Although the number of patients being treated is similar to the first wave of infections, health bosses don't think we'll see the same rise.

Andy Ennis, chief operating officer at Bolton NHS Foundation Trust, said: “The situation at the hospital is under control, though very busy, and we were well prepared for this.

" Our modelling suggests that whilst numbers will rise, we will not see as many patients require critical care. In the first wave covid-19 was an unknown disease, but we have more treatments available now that are proven to work, helping us better care for patients that require hospital treatment.

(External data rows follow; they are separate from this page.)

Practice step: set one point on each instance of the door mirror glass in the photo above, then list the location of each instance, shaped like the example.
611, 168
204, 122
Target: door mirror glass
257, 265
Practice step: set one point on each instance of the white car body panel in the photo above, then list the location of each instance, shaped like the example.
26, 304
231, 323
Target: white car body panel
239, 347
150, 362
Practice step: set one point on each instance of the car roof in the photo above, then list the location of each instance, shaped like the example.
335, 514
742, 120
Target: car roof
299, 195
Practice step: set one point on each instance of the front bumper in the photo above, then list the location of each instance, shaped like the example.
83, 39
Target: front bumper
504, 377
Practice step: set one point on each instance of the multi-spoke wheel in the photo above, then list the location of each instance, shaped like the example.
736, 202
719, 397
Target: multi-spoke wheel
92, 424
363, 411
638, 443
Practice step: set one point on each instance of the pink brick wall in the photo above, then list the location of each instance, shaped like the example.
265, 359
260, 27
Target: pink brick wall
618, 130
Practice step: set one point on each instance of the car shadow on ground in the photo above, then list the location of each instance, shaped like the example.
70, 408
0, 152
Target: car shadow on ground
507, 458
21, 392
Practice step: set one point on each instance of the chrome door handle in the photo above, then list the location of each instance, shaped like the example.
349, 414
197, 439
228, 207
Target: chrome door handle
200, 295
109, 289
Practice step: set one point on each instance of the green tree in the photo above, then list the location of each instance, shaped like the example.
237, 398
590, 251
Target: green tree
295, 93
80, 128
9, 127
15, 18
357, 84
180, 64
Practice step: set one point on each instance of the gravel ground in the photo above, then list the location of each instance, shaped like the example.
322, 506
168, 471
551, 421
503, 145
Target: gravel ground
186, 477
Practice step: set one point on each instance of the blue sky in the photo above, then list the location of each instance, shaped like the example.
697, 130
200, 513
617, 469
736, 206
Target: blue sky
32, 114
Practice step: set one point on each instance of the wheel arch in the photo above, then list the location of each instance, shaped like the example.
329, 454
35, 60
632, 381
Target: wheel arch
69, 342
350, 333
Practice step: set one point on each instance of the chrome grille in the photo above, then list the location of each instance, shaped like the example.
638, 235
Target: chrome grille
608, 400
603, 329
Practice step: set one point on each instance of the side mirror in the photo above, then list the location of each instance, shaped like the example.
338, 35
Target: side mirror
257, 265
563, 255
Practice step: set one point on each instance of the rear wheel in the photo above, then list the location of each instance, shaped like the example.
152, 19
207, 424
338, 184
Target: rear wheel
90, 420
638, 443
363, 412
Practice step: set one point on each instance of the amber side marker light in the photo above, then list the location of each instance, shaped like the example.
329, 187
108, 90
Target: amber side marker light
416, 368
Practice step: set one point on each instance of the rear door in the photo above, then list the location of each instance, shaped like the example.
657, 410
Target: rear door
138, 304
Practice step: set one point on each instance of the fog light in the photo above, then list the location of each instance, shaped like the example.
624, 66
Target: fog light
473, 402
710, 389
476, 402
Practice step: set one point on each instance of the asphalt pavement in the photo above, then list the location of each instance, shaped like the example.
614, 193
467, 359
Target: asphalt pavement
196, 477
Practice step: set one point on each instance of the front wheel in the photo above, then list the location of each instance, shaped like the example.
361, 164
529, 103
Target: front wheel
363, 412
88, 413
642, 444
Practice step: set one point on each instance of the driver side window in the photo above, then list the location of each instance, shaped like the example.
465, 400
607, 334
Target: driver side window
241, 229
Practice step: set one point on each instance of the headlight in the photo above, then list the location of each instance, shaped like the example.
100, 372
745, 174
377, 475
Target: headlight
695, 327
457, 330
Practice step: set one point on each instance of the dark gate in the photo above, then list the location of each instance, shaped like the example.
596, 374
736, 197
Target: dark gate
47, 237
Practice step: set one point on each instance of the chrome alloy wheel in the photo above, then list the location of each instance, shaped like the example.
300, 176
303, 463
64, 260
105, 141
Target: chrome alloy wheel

“The modelling also indicates that so far we are seeing a slower rise than in the first wave. We are continually using our data to ensure that we can plan ahead as much as possible. Whilst the data suggests that we won’t be at the same levels as we were in April in two weeks’ time, we continue to prepare for that possibility.

“We’ve worked hard to reintroduce our other services following the first peak, and it is critical that we continue to help our patients get the care and treatment they need. The introduction of Tier 3 restrictions slows down the spread of the virus and enables us to keep caring for as many people as we can.”